Score : $200$ points

Problem Statement

There is a grid of squares with $H$ horizontal rows and $W$ vertical columns. The square at the $i$-th row from the top and the $j$-th column from the left is represented as $(i, j)$. Each square is black or white. The color of the square is given as an $H$-by-$W$ matrix $(a_{i, j})$. If $a_{i, j}$ is ., the square $(i, j)$ is white; if $a_{i, j}$ is #, the square $(i, j)$ is black.

Snuke is compressing this grid. He will do so by repeatedly performing the following operation while there is a row or column that consists only of white squares:

• Operation: choose any one row or column that consists only of white squares, remove it and delete the space between the rows or columns.

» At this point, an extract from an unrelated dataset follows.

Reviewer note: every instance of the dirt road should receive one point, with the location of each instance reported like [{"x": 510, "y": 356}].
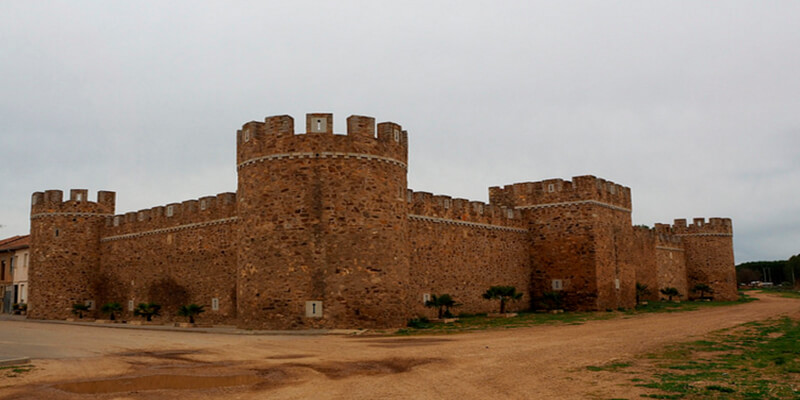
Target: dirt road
[{"x": 542, "y": 362}]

It can be shown that the final state of the grid is uniquely determined regardless of what row or column is chosen in each operation. Find the final state of the grid.

Constraints

• $1 \leq H, W \leq 100$
• $a_{i, j}$ is . or #.
• There is at least one black square in the whole grid.

Input

Input is given from Standard Input in the following format:

$H$ $W$

$a_{1, 1}...a_{1, W}$

$:$

$a_{H, 1}...a_{H, W}$

Output

Print the final state of the grid in the same format as input (without the numbers of rows and columns); see the samples for clarity.

4 4
##.#
....
##.#
.#.#

###
###
.##

The second row and the third column in the original grid will be removed.

3 3
#..
.#.
..#

#..
.#.
..#

As there is no row or column that consists only of white squares, no operation will be performed.

4 5
.....
.....
..#..
.....

#

7 6
......
....#.
.#....
..#...
..#...
......
.#..#.

..#
#..
.#.
.#.
#.#